This rule should be read in connection with former M. Bar R. 6(a), which sets forth eligibility requirements of financial institutions where client funds are deposited.
REPORTER'S NOTES:
Model Rule 1.15 (2002) corresponds to M. Bar R. 3.6(e). Both rules address a lawyer's duty to account for and return clients' property. Whether deemed an agent, an agent with fiduciary duties, or a trustee, lawyers have duties to account for and return clients' property. In addition to these two principal duties, lawyers have certain obligations with respect to property when the rights to its ownership are in dispute. Further, lawyers have ministerial obligations with respect to recordkeeping.
Model Rule 1.15 is substantively consistent with M. Bar R. 3.6(e), as well as with the Restatement (Third) § 44 (safeguarding and segregating property), § 45 (surrendering possession of property) and § 46 (documents relating to a representation).
The Task Force recommended adding the requirement that records of accounts of client funds be preserved for a minimum of eight years.

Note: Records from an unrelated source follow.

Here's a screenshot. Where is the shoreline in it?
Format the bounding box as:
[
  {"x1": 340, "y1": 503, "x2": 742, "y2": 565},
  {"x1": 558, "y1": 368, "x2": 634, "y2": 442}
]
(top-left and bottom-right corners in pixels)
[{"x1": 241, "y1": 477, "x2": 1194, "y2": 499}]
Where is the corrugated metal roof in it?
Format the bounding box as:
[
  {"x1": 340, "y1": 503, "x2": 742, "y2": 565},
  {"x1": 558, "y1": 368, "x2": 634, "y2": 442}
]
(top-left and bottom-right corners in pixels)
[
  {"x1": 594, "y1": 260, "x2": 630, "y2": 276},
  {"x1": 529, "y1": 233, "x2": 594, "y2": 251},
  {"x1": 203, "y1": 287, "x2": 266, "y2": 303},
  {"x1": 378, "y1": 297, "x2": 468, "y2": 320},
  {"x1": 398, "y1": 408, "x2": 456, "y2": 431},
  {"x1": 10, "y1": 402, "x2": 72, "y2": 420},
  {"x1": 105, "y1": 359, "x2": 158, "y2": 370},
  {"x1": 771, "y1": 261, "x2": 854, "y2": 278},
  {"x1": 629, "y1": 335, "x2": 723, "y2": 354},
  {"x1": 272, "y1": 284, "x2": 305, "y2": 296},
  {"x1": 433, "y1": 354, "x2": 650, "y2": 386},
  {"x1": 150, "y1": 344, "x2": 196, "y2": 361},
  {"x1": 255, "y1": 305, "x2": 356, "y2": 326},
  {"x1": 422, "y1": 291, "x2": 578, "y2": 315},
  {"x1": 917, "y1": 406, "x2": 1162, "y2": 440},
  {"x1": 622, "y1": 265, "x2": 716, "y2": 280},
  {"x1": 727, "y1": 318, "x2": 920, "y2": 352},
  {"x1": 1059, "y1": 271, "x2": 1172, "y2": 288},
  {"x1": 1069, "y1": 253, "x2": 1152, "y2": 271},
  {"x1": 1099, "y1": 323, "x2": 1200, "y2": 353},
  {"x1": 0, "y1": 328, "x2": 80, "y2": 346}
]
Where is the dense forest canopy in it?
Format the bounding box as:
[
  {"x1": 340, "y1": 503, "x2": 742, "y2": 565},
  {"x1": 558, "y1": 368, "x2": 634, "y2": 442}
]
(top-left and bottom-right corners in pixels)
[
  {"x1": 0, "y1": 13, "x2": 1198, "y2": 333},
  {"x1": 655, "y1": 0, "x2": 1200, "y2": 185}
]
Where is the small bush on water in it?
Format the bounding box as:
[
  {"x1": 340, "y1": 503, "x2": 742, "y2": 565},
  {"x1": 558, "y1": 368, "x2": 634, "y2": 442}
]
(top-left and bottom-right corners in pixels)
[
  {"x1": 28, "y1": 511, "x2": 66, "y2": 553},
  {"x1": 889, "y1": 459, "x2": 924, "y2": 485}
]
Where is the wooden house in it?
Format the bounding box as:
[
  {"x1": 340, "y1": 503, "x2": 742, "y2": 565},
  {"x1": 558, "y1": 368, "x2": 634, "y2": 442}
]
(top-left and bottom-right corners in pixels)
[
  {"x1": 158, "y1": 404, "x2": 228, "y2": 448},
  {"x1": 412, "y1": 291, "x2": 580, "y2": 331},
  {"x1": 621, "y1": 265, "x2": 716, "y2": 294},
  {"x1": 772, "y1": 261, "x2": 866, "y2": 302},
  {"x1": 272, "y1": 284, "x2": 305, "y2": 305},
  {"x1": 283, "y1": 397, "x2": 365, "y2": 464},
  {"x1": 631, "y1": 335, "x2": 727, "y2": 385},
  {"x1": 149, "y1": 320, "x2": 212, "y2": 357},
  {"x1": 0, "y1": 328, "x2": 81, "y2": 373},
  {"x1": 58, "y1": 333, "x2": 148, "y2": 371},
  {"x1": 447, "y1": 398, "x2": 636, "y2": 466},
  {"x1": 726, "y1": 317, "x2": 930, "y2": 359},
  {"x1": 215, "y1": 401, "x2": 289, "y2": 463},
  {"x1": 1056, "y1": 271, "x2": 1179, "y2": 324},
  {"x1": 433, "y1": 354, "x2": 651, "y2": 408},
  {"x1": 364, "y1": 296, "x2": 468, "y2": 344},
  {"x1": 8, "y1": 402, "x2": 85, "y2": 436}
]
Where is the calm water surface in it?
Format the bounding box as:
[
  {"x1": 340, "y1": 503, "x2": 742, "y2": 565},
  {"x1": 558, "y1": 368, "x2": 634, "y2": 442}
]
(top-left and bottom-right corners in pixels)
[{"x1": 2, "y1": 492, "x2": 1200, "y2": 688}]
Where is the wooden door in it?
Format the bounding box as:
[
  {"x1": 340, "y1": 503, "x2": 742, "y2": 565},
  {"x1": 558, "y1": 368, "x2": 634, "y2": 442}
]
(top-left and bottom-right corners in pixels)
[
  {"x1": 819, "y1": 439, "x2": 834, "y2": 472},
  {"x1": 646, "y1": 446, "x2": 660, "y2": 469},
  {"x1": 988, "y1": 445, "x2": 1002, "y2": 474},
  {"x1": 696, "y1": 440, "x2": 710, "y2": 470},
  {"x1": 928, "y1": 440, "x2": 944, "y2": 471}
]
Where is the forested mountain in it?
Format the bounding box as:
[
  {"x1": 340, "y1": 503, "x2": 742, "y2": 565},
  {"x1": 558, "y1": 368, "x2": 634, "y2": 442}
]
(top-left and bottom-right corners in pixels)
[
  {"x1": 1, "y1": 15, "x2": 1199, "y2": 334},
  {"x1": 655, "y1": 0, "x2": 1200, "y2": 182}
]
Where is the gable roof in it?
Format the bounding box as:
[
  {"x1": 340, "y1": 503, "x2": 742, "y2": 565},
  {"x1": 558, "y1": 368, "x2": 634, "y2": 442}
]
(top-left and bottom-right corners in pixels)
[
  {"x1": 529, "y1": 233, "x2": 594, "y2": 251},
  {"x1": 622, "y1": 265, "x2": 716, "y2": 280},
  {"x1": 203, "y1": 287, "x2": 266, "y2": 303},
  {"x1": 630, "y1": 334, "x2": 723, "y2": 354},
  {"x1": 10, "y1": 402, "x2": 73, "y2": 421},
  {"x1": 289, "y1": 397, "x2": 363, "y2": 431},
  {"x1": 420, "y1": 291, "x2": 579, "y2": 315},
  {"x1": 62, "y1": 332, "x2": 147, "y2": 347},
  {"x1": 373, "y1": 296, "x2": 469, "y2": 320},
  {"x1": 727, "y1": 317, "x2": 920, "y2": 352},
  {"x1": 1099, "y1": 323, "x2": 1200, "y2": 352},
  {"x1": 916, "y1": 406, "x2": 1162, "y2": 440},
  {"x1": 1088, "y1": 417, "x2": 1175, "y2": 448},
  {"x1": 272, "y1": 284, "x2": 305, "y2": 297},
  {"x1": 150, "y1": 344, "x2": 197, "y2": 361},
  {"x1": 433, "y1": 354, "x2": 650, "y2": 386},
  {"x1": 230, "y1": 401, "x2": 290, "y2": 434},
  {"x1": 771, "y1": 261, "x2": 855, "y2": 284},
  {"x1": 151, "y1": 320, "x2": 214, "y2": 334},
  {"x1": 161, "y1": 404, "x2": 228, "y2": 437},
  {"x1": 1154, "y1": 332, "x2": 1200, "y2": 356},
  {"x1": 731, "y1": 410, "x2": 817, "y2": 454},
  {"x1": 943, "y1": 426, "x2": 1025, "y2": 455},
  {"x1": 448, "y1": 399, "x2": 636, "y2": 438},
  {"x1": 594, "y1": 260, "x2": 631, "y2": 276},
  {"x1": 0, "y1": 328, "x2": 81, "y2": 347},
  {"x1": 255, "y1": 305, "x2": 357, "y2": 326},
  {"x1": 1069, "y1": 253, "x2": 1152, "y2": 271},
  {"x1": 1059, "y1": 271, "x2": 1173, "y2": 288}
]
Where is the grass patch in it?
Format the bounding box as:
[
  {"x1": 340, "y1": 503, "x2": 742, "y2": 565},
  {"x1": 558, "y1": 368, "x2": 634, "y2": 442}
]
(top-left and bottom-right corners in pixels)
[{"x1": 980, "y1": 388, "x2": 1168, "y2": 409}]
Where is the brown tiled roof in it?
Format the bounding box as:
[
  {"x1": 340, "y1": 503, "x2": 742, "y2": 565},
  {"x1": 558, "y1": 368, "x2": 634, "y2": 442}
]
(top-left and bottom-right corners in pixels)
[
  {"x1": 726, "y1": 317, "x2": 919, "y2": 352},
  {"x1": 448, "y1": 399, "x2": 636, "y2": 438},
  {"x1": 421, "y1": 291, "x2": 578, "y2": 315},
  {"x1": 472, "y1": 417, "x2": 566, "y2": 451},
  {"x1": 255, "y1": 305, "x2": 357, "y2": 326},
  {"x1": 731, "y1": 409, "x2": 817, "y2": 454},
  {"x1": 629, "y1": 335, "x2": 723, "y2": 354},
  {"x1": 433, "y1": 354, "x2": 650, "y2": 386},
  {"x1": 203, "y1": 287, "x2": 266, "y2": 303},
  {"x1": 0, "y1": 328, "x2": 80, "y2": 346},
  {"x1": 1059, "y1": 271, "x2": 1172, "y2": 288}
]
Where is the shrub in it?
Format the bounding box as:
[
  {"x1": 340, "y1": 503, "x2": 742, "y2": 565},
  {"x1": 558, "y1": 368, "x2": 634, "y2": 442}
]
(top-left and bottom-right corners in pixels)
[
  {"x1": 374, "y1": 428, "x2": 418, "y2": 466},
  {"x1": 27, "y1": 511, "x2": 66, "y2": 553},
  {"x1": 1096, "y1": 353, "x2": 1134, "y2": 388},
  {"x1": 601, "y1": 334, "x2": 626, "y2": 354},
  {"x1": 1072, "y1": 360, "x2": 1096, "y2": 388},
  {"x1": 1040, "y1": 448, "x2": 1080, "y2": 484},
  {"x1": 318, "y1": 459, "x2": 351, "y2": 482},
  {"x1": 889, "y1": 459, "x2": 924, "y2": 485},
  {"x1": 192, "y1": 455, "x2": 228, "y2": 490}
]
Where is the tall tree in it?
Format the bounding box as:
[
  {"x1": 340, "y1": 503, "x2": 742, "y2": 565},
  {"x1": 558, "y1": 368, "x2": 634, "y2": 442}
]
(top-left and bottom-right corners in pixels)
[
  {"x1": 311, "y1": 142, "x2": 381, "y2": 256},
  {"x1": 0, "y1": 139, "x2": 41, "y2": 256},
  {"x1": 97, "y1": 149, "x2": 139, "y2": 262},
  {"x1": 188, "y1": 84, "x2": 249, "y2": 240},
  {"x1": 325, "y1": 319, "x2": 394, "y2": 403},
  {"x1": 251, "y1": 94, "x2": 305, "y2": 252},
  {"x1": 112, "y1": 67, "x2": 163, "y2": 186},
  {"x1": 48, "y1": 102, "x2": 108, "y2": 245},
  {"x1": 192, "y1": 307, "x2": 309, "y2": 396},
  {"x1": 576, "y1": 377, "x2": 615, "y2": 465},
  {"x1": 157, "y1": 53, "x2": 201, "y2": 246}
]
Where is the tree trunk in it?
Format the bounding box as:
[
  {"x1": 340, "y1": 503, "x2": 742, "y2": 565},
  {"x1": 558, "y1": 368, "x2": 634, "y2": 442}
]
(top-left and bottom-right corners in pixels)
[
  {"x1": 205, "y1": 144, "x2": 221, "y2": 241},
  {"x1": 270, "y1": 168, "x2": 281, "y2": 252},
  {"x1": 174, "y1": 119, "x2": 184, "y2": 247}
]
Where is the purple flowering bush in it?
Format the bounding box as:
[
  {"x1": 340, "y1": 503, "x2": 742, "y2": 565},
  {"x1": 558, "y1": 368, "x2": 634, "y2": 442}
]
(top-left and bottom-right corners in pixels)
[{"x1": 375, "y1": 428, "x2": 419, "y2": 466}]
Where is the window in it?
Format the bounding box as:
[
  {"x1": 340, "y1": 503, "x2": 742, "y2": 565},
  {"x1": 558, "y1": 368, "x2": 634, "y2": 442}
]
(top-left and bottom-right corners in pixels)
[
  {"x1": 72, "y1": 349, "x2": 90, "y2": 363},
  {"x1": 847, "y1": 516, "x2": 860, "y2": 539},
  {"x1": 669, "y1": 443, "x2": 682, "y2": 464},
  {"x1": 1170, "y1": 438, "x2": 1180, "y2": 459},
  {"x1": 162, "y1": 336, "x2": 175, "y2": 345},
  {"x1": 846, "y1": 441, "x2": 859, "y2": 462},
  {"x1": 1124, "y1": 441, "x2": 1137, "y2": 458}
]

The Task Force further recommended the inclusion of new subparagraph 1.15(f), which speaks to the issue of a lawyer's retention of a client's files. The rule requires that after representation is terminated, a lawyer must keep all information and data of the clients for a minimum of eight years (or longer if the statute of limitation for a cause of action in which such property may come into evidence exceeds six years). There is an added requirement for client records with intrinsic value (such as original, signed documents). Subparagraph (f) was recommended by the Advisory Committee on Professional Responsibility, and adopted by the Supreme Judicial Court in July, 2005.
Finally, 1.15 reflects the Maine Bar Foundation's comprehensive review of Maine's IOLTA (Interest on Attorney Trust Accounts) rules and the Supreme Judicial Court's adoption of amendments to those rules. See Rules amendments at SJC-51 and 2008 ME. Rules 07. Model Rule 1.15(b) requires lawyers to establish accounts known as IOLTA accounts, which generate interest on pooled accounts made up of individual deposits which are nominal in amount or expected to be held for a short period of time and which meet the requirements of former M. Bar R. 6(a)(3). The effect is to make participation in IOLTA mandatory, and interest and dividend rates on IOLTA accounts comparable with similarly constituted bank accounts. Maine Bar Rule 6(a)(2)-(3) is the Board of Bar Overseers administrative rule regarding IOLTA accounts, and includes provisions defining bank eligibility.
After discussion, the Task Force recommended the adoption of the language and structure of Rule 1.15, with the above noted additions and modifications.
Advisory Note - November 2011
The deleted phrase clarifies that Rule 1.15(f) pertains to an attorney's responsibilities to a former client when the attorney-client relationship ends. In circumstances when a proxy is appointed, M. Bar R. 7.3(f) governs.